Friday, June 20, 2008

The Drowned World by JG Ballard


This torrid, powerful 1962 novel was a major turning point in J.G. Ballard's career. In this future our old world has been gradually drowned as global warming melts the ice-caps and primordial jungles and swamps have returned to tropical London, recreating the ancient ecology of the Triassic age. According to the logic of Ballardian "inner space", these Turkish-bath surroundings evoke the psychological suction of the deep past, calling the human "hindbrain" back to the enfolding warmth of the womb. The text is rich with dreamy phrases like "the fata morgana of the terminal lagoon" and "the brighter day of the interior, archaeopsychic sun". As various members of an expedition to London busy themselves with more or less futile schemes like draining Leicester Square in hope of loot, the passive central character Kerans moves in his own "neuronic odyssey" to a strange acceptance of and assimilation by this lushly transformed world, vanishing into a final epiphany of heat and light. There is little narrative drive or sense of story (fans of rip-roaring, action-adventure SF tend not to get on with Ballard). The Drowned World is a potent, sensual mood-piece--static, jewelled and unforgettable.

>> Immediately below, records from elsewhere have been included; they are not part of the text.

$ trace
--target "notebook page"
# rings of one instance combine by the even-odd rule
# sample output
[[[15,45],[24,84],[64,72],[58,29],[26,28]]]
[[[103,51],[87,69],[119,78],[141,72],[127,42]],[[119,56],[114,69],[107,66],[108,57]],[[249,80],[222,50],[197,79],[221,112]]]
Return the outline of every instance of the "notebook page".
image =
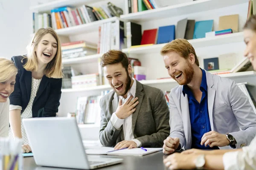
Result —
[[[101,147],[97,149],[90,149],[85,150],[85,153],[89,155],[107,155],[107,152],[114,150],[113,147]]]
[[[145,151],[140,148],[132,148],[131,149],[124,149],[114,152],[108,153],[108,155],[126,155],[130,156],[143,156],[155,152],[163,150],[163,148],[145,148],[147,150]]]

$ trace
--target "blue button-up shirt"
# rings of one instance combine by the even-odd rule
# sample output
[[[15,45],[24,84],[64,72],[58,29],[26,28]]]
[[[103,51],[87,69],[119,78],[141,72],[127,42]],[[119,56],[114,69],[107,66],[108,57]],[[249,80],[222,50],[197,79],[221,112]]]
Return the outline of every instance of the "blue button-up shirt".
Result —
[[[206,147],[204,144],[201,145],[201,139],[204,134],[211,130],[209,115],[208,110],[207,83],[205,71],[202,70],[203,76],[200,85],[200,90],[202,92],[202,98],[199,103],[195,99],[193,93],[186,85],[183,86],[182,93],[185,96],[188,96],[189,116],[191,125],[192,136],[192,148],[214,149],[218,147]],[[217,147],[217,148],[216,148]]]

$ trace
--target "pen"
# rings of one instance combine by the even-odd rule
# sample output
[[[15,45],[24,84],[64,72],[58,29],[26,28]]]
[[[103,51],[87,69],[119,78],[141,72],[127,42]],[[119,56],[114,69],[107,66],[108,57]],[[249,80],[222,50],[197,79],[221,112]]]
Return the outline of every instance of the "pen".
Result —
[[[140,147],[140,149],[142,149],[143,150],[144,150],[145,151],[147,151],[147,150],[143,147]]]

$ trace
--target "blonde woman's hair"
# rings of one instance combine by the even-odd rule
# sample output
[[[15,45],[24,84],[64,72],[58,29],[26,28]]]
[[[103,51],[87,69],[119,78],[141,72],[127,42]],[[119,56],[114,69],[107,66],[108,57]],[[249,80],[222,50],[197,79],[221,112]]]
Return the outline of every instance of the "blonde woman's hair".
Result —
[[[57,49],[53,59],[47,64],[44,70],[44,74],[49,78],[56,79],[63,78],[61,43],[57,33],[51,28],[40,28],[35,34],[31,41],[26,48],[27,55],[24,57],[27,59],[27,61],[24,65],[24,68],[27,71],[37,71],[38,65],[35,48],[43,37],[47,34],[50,34],[57,41]]]
[[[8,81],[18,73],[13,62],[4,58],[0,58],[0,82]]]

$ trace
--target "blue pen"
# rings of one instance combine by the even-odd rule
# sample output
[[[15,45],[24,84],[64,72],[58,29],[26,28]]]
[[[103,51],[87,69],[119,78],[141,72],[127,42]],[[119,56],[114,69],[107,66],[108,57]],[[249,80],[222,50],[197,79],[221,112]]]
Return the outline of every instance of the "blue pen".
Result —
[[[143,147],[140,147],[140,149],[142,149],[143,150],[144,150],[145,151],[147,151],[147,150]]]

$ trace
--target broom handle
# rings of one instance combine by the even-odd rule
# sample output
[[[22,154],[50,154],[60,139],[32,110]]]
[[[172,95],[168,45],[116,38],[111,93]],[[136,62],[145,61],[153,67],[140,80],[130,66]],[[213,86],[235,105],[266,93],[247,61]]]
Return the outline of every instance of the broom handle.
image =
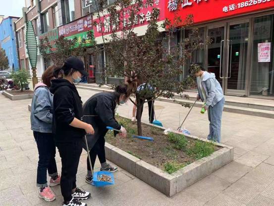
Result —
[[[87,136],[85,136],[85,140],[86,141],[86,145],[87,146],[87,151],[88,151],[88,158],[89,159],[89,162],[90,166],[90,170],[91,170],[91,174],[93,177],[93,170],[92,169],[92,164],[91,164],[91,160],[90,158],[90,155],[89,154],[89,146],[88,145],[88,141],[87,140]]]
[[[197,99],[196,100],[195,102],[194,103],[194,104],[192,105],[192,106],[191,107],[191,108],[190,108],[190,109],[189,110],[189,111],[188,111],[188,113],[187,113],[187,114],[186,115],[186,116],[185,116],[185,118],[184,120],[184,121],[183,121],[183,122],[182,123],[182,124],[181,124],[181,125],[180,126],[180,127],[179,127],[178,128],[178,129],[177,129],[177,130],[179,130],[179,129],[180,129],[181,128],[182,128],[182,126],[183,126],[183,124],[184,124],[184,122],[185,122],[185,120],[186,120],[186,118],[187,118],[187,116],[188,116],[188,115],[189,114],[189,113],[190,113],[190,111],[191,111],[191,110],[192,109],[192,108],[193,108],[194,105],[196,104],[196,102],[197,101]]]

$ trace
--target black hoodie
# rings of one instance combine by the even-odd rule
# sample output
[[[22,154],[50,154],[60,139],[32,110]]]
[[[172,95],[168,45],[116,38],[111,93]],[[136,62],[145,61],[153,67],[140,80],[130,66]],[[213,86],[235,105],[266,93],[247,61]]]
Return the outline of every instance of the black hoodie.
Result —
[[[53,130],[56,142],[81,140],[85,135],[82,129],[69,125],[74,117],[81,120],[82,102],[74,84],[66,79],[52,80],[51,92],[54,94]]]

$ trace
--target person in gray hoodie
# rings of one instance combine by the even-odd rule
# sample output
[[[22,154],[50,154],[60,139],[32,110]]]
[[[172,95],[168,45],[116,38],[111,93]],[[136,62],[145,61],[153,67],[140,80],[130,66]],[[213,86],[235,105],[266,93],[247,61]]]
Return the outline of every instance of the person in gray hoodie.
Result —
[[[55,78],[53,71],[55,68],[54,66],[49,67],[43,74],[43,82],[35,85],[30,116],[31,130],[39,154],[37,176],[38,196],[47,202],[56,198],[48,187],[47,171],[51,177],[50,187],[59,185],[60,181],[55,160],[55,146],[52,132],[53,96],[49,89],[51,81]]]
[[[204,103],[203,107],[208,111],[210,133],[207,138],[220,142],[221,116],[225,102],[220,84],[214,73],[207,72],[199,65],[192,65],[190,71],[196,77],[197,100],[201,99]]]

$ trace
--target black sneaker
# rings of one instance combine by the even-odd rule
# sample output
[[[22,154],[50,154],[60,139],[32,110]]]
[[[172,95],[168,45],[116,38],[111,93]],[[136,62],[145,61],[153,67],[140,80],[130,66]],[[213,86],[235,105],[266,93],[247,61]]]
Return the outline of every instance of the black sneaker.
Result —
[[[71,200],[67,204],[65,204],[63,202],[62,205],[63,206],[87,206],[86,204],[81,203],[78,199],[74,198],[73,197],[72,197]]]
[[[102,168],[101,167],[101,171],[104,171],[106,172],[114,172],[118,170],[117,167],[111,166],[110,164],[108,164],[108,167],[106,168]]]
[[[93,177],[88,177],[86,175],[86,182],[88,184],[92,184],[93,181],[92,180],[92,179],[93,179]]]
[[[90,193],[89,192],[83,191],[78,188],[76,188],[75,192],[71,195],[73,198],[79,200],[87,200],[91,196]]]

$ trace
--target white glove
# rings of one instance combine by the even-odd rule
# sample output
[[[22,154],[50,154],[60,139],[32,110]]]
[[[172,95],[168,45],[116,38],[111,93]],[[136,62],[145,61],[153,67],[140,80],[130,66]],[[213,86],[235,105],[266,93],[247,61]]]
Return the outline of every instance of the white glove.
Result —
[[[121,131],[121,135],[124,137],[126,137],[126,130],[124,127],[121,126],[121,129],[120,129]]]

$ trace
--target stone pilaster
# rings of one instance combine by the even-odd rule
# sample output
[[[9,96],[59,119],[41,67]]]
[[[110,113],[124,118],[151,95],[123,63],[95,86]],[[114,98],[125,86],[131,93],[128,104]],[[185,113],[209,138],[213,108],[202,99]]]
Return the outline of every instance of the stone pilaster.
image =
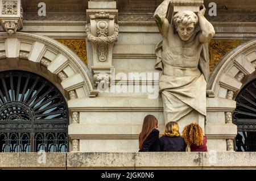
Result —
[[[118,10],[114,1],[88,2],[86,33],[92,49],[89,62],[93,74],[94,86],[110,85],[110,69],[114,43],[118,39]],[[106,86],[105,86],[105,87]],[[100,87],[101,89],[106,87]]]
[[[13,34],[22,29],[23,12],[20,0],[0,0],[0,22],[3,30]]]

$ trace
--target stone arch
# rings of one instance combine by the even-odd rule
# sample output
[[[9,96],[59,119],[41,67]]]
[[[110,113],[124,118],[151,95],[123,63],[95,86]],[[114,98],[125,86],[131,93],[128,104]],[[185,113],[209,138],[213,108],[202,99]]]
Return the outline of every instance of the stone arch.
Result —
[[[256,40],[253,40],[223,57],[210,77],[208,89],[216,97],[234,99],[234,95],[249,81],[247,78],[254,74],[255,67]]]
[[[86,66],[76,54],[56,40],[23,32],[12,35],[0,33],[0,59],[11,58],[25,59],[44,66],[59,77],[70,99],[97,95]]]

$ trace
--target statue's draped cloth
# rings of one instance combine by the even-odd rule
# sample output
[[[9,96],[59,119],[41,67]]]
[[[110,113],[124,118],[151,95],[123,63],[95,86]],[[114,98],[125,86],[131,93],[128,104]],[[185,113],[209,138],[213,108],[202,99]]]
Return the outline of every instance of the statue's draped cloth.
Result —
[[[162,54],[162,44],[163,41],[160,41],[156,47],[157,58],[155,68],[160,70],[163,70],[164,65],[168,65],[168,57]],[[164,112],[167,120],[177,121],[193,110],[206,116],[207,81],[209,74],[207,50],[208,45],[205,44],[198,68],[168,66],[168,70],[164,74],[163,72],[161,73],[159,92],[162,93]],[[172,69],[182,70],[183,77],[173,76]]]

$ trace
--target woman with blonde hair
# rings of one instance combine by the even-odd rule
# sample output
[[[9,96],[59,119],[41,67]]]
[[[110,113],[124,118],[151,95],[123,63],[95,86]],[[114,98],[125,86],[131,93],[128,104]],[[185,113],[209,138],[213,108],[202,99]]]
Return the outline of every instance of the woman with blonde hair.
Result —
[[[164,133],[159,139],[161,151],[185,151],[186,144],[179,131],[176,122],[171,121],[166,125]]]
[[[144,118],[142,130],[139,136],[139,151],[159,151],[159,131],[158,121],[153,115],[148,115]]]
[[[187,145],[190,146],[191,151],[208,151],[207,139],[202,128],[196,122],[185,127],[182,136]]]

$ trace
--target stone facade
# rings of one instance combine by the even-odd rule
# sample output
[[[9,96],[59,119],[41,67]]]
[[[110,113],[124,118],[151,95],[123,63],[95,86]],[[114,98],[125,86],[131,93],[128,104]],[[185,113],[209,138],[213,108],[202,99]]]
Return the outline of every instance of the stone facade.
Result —
[[[216,1],[217,5],[221,4],[217,7],[220,16],[207,16],[216,32],[213,41],[209,45],[224,45],[221,46],[221,50],[216,47],[212,49],[213,58],[210,66],[212,73],[207,89],[204,131],[208,150],[217,153],[216,165],[205,162],[204,159],[210,157],[210,153],[135,153],[138,150],[138,134],[146,115],[154,115],[159,120],[160,133],[164,131],[161,97],[148,99],[148,92],[107,92],[97,90],[100,83],[107,83],[107,87],[111,87],[120,82],[129,82],[129,78],[120,82],[120,77],[112,82],[113,68],[115,75],[122,73],[127,77],[129,73],[160,73],[155,69],[154,65],[155,48],[161,35],[152,16],[162,1],[128,2],[123,0],[117,4],[111,0],[76,0],[72,5],[60,5],[46,0],[46,16],[37,15],[38,1],[26,0],[27,3],[22,5],[20,1],[13,1],[18,2],[18,15],[15,18],[11,18],[16,12],[14,10],[3,11],[6,12],[4,16],[0,15],[2,26],[0,27],[0,71],[19,69],[46,77],[63,93],[69,110],[69,150],[73,152],[56,153],[56,157],[53,153],[49,153],[47,159],[54,157],[54,162],[42,167],[65,169],[255,167],[253,153],[225,152],[234,150],[233,140],[237,134],[232,117],[236,107],[234,100],[241,89],[256,77],[255,17],[255,14],[249,16],[256,10],[254,1],[247,1],[248,3],[242,7],[239,1],[230,2],[230,11],[225,18],[219,18],[226,14],[224,5]],[[210,1],[204,1],[206,7]],[[73,11],[69,11],[67,7]],[[234,19],[233,14],[241,11],[239,9],[243,10],[245,16],[250,18],[245,21],[244,16],[238,16]],[[6,28],[7,20],[16,22],[10,31]],[[77,49],[77,47],[85,46],[85,39],[86,47],[82,50]],[[150,82],[142,79],[132,81],[132,85],[138,85],[140,89],[143,84],[150,85]],[[158,84],[158,80],[152,82],[154,86]],[[24,159],[27,157],[32,158],[31,162],[37,157],[36,153],[0,154],[0,157],[13,155],[18,158],[11,159],[16,163],[8,163],[7,158],[0,159],[0,169],[20,167],[18,163],[19,155],[24,155]],[[105,165],[100,161],[92,163],[97,155],[100,158],[106,155],[111,159],[117,157],[117,161]],[[159,160],[154,165],[150,165],[151,157]],[[187,157],[189,161],[177,165],[163,163],[166,158],[171,161],[177,157],[183,158],[180,160]],[[81,159],[82,162],[76,162],[73,159]],[[87,162],[86,159],[90,161]],[[237,159],[238,162],[234,161]],[[28,161],[22,167],[41,167],[35,162]],[[125,164],[121,165],[120,162]]]

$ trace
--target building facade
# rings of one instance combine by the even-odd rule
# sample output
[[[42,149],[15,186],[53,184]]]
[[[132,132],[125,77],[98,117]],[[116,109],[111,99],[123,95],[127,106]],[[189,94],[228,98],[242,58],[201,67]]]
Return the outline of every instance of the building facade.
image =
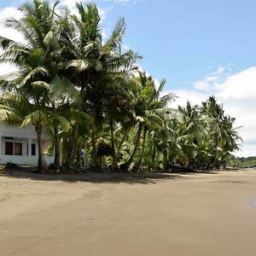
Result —
[[[50,140],[45,135],[42,138],[45,149]],[[20,128],[0,123],[0,164],[37,165],[38,160],[38,139],[32,125]],[[47,164],[53,163],[54,155],[45,156],[45,160]]]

I wasn't sure what I was getting into when I started this book. I knew it was on the list of 1001 Books To Read Before You Die and virtually nothing else. I hadn't read any of Ballard's other books and I'm not huge into science-fiction. I did enjoy this book though. Very little happens and some of the biology and more science-y related matter went over my head (maybe somebody else can explain to me how humans have memories of living through the Triassic period built into us genetically?), but what kept me going was the language and description of London as a swamp, this journey that the characters are taking back into the Triassic period. It's a fairly short book and worth a read.